他回答完便放下了車簾,而高琨卻並沒有走,像是意識不到他的暗示,開口道:“陛下還是應該有個孩子。”

謝玟心想:這就是鐵血帝黨的弊端了,他也會對皇帝的家事、後裔的綿延,而死諫不退、操心不已。

“鎮國公主再受寵愛,也隻是一個公主。”高琨繼續道,“陛下終究要有個皇後,也應該有後宮為他開枝散葉。陰陽調和,是天地正理,而不是……謝大人,您其實明白下官在說什麼。”

童童坐在他身邊,小聲嘀咕道:“你以為是誰甩不掉誰呀。”

謝玟看了她一眼,語氣平靜地道:“我明白。高大人太操心了,這些話跟我說就算了,務必不要流傳到陛下眼前,否則你就該操心自己的腦袋了。”

高琨後退了數步,兩邊的車馬這才擦肩而過。

童童道:“他是不是把自己當蕭家的保姆?管天管地還要管皇帝生不生孩子,呸,這個封建迂腐的腦子。”

謝玟卻沒有任何表示,他懶得將這人放在心上,而是思索道:“什麼事需要商議這麼久,又為什麼讓他覺得蕭玄謙急需一個後代、一個儲君?”

一刻鐘後,德春恭恭敬敬地將這輛馬車引入紫微宮,崔盛便親自來領路護送,然而謝玟下車才走了幾步遠,剛過廊橋的一半,迎麵便被來接他的蕭玄謙抱住。

侍從在旁邊提燈,前呼後擁幾十號人,大庭廣眾之下,謝玟拍了拍他的手腕,道:“聽話。”

蕭玄謙果然溫順聽話,他默不作聲地牽住謝玟的手,兩人一路回到思政殿,等進入內室之中,皇帝陛下已經忍耐到了極致,在崔盛關上殿門的同時,便迫不及待地問他:“老師今日為什麼來找我?”

他的眉宇俊美而淩厲,長相天生就帶著一股冷酷勁兒,但這個時候眼眸很亮,凝駐著一股心潮澎湃的熱意。他貼了過來,渾身的疲憊似是一掃而空,環著謝玟的肩膀道:“是想我了嗎?”
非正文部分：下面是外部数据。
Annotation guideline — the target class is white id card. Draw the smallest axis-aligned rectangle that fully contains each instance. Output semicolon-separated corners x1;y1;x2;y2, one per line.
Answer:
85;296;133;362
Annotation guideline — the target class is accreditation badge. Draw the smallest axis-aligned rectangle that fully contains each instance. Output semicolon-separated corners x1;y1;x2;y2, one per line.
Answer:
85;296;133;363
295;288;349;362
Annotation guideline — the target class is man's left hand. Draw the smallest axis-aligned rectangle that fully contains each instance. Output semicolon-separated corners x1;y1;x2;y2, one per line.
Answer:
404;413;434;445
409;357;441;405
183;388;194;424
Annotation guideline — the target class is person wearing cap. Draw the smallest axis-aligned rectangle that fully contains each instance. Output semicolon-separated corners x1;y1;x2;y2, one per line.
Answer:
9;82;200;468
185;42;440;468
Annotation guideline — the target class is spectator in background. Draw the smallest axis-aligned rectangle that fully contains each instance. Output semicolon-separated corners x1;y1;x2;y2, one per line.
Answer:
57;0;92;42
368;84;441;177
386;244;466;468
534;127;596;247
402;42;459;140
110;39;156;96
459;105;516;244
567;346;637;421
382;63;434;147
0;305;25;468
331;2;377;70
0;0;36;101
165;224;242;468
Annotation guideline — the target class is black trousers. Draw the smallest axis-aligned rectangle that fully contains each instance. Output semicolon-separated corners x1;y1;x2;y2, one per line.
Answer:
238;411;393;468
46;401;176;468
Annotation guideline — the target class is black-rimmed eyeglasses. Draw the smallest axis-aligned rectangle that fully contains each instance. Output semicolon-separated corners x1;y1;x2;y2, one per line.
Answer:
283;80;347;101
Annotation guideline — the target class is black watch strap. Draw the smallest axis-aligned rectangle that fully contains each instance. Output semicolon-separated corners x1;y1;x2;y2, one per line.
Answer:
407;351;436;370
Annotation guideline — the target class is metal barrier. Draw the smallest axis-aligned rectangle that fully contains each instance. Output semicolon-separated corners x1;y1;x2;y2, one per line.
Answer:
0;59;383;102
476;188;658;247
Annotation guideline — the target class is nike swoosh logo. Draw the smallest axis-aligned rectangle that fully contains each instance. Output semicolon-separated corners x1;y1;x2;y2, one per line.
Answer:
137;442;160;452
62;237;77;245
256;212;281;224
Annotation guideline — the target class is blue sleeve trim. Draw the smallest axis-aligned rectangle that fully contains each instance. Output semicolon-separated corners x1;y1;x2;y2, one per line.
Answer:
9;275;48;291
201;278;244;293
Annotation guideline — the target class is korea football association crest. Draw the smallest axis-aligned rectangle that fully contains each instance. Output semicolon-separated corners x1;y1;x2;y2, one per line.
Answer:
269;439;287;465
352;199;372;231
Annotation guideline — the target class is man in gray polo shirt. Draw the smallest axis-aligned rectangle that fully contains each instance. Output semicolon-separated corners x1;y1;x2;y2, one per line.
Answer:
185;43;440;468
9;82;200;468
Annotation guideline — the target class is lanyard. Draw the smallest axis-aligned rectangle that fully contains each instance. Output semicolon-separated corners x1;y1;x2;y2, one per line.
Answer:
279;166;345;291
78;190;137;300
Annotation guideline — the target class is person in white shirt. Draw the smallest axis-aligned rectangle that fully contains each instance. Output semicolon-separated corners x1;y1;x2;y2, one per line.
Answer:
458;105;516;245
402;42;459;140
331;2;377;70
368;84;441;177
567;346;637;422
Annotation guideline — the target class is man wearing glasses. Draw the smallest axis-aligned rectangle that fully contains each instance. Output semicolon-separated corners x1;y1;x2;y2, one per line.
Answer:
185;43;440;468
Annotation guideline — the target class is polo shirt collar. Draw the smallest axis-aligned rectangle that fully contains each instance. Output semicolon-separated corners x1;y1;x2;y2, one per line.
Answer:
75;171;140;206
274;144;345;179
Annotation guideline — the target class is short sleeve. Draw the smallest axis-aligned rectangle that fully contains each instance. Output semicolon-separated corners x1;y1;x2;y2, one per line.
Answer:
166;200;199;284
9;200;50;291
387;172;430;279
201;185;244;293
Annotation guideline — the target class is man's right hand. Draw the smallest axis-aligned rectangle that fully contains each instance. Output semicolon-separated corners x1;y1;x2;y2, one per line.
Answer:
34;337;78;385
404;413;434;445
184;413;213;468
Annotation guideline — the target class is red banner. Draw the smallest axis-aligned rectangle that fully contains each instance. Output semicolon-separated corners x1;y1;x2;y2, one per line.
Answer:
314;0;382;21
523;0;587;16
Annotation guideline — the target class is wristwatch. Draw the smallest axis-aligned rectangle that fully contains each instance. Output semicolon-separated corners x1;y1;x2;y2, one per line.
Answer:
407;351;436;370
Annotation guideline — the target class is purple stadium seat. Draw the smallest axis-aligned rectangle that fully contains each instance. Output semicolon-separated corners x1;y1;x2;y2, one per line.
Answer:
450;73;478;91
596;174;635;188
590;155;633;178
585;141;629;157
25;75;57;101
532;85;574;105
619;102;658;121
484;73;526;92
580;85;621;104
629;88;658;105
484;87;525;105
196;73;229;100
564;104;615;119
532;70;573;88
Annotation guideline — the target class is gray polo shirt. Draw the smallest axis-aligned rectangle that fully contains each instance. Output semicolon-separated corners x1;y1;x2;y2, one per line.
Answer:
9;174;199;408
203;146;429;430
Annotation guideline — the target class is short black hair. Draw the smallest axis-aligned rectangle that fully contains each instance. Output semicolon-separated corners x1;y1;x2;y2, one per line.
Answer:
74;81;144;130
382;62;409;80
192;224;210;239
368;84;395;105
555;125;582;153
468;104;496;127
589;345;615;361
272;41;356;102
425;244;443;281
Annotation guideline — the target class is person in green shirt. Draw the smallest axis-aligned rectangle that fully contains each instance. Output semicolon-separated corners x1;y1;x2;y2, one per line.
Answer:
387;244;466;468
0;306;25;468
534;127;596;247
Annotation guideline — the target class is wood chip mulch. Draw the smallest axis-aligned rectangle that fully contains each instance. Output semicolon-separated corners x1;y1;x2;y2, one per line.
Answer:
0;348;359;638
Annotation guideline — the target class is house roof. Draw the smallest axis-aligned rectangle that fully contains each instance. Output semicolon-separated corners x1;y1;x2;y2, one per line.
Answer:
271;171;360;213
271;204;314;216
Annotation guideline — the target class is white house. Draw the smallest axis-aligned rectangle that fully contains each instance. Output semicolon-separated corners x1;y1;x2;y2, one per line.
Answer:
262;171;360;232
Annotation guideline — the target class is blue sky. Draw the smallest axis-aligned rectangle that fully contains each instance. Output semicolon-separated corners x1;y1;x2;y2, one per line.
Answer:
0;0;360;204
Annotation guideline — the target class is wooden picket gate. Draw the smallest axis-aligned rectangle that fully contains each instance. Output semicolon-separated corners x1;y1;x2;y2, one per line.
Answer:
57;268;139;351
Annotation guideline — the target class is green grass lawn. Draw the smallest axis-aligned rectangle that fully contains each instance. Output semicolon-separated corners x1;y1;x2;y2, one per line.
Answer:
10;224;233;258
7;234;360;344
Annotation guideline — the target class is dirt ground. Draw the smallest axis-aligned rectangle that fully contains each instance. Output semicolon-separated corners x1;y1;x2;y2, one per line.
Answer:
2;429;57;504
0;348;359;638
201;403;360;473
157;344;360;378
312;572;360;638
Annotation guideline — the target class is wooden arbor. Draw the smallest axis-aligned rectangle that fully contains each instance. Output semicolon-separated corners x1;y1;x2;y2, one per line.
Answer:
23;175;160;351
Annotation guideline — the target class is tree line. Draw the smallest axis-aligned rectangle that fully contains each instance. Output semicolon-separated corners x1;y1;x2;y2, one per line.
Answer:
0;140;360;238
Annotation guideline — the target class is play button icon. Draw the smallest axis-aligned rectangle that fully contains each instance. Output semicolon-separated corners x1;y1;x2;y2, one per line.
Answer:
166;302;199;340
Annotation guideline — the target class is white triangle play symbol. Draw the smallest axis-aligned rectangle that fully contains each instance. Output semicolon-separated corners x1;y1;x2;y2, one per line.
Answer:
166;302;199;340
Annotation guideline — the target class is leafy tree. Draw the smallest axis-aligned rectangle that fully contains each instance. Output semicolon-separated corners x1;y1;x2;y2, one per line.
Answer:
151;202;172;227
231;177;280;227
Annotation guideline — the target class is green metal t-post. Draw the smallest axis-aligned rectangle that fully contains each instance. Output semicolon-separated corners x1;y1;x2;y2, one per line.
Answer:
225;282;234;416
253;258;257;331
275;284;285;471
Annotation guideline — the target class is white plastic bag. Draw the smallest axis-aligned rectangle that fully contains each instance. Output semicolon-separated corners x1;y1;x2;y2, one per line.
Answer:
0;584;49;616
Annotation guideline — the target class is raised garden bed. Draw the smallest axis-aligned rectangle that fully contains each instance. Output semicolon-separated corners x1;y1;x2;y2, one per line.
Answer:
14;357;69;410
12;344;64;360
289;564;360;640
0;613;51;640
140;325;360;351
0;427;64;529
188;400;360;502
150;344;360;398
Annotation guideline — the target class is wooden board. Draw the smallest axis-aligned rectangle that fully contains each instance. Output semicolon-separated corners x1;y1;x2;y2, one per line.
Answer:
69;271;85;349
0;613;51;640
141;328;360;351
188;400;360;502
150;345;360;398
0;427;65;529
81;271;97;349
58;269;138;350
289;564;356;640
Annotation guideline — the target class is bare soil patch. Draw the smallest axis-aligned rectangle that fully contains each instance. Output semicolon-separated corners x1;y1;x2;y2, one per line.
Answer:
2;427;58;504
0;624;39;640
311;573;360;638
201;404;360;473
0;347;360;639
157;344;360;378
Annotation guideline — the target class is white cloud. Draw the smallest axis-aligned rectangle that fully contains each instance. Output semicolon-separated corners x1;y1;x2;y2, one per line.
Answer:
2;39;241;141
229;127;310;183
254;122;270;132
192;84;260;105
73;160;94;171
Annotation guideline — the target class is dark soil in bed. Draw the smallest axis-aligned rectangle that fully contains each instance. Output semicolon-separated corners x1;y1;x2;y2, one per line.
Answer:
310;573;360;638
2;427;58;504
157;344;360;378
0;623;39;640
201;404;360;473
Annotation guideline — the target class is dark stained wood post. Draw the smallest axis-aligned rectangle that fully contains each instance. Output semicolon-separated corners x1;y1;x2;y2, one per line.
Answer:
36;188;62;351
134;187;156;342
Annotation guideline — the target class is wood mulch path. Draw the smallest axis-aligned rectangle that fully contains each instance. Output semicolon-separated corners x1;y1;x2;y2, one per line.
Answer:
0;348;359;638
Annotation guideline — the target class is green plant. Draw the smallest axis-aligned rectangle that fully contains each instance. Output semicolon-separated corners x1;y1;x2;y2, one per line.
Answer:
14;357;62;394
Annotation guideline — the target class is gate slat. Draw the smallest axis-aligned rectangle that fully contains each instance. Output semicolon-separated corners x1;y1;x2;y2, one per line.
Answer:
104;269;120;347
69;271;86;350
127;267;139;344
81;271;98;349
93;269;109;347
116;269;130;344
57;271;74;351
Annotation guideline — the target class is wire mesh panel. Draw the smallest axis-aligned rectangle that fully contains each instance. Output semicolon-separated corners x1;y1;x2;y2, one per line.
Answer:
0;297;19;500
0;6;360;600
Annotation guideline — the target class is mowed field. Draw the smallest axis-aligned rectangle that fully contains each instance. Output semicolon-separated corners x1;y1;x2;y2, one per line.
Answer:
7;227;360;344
謝玟凝視著他,打了一路的腹稿忽然間用不上了,出口的是:“怎麼議事到這麼晚?”

蕭玄謙道:“西北軍……老毛病了。冬末春初,西北遊牧部落攪擾邊境、劫掠百姓,他們一擊即走,搶完就渡河向上,今年的戰備不足,吃了個虧。”

他說得輕描淡寫,謝玟卻聽出與眾不同的動蕩:“有些邊地舊部是可用的,你不要投鼠忌器、棄之不用。”

蕭玄謙磨了磨後槽牙,語氣頃刻冷下來:“名將世家的兵權我早就要收,不光是他們。上回這群人試探我的態度,我已經足夠寬容。”

謝玟瞥了他一眼:“就算你是知兵的皇帝,坐鎮中樞就已經足夠了,你這是什麼意思?”

“老師不是聽出來了嗎?”蕭玄謙舒緩了思緒,“我不要吃這個虧,更不要用那群心中隻有將軍、沒有天子的將。既然我知兵、騎射又堪用,為什麼不能禦駕親征,掃蕩去這個長久的疾患。”

“太危險了。”謝玟歎了口氣,“敬之,你不能這麼任性,這件事牽扯得太多太廣,就算你條件皆備,這也並不是上上之選。”

“上上之選是什麼?是年年吃這個虧!隻要稍微抵抗一下、縮小損失,便能稱為名將?這群無能之輩……”

他說到這裡,才忽然發覺什麼,立即溫和下語氣,聲音低柔地解釋道:“懷玉,我剛剛沒有要凶你……”

謝玟原本在組織語言,讓他這樣來一句簡直打斷了思路,刹那間忘記自己要說什麼了,啞然半晌,道:“說正事,彆黏我。”

蕭玄謙不聽,迅速地啄吻了一下他的唇角,話語中的熱切溫度掩飾都掩飾不住:“太晚了,明天再說,難道你隻是為了問我這些事嗎?”

謝玟心中一滯,那些籌措好詞句的鋪墊和解釋壓在喉間,但無論如何也不知怎麼說出來:“……看看你。”

這三個字彷彿被賦予了特彆的意義。

小皇帝猛地抱住他,那股被人寵著的任性勁兒又上來了,他心中軟成一灘水,在對方耳畔反複不斷地低語道:“老師……你怎麼這麼好,你怎麼對我這麼好?……我真的好喜歡你……”

作者有話要說:

這篇純感情文磨練手感,寫得就是反複拉扯,沒有什麼幾十萬的事業線,所以也不長,會比較短。

不要指導我加快節奏寫劇情,謝謝你們。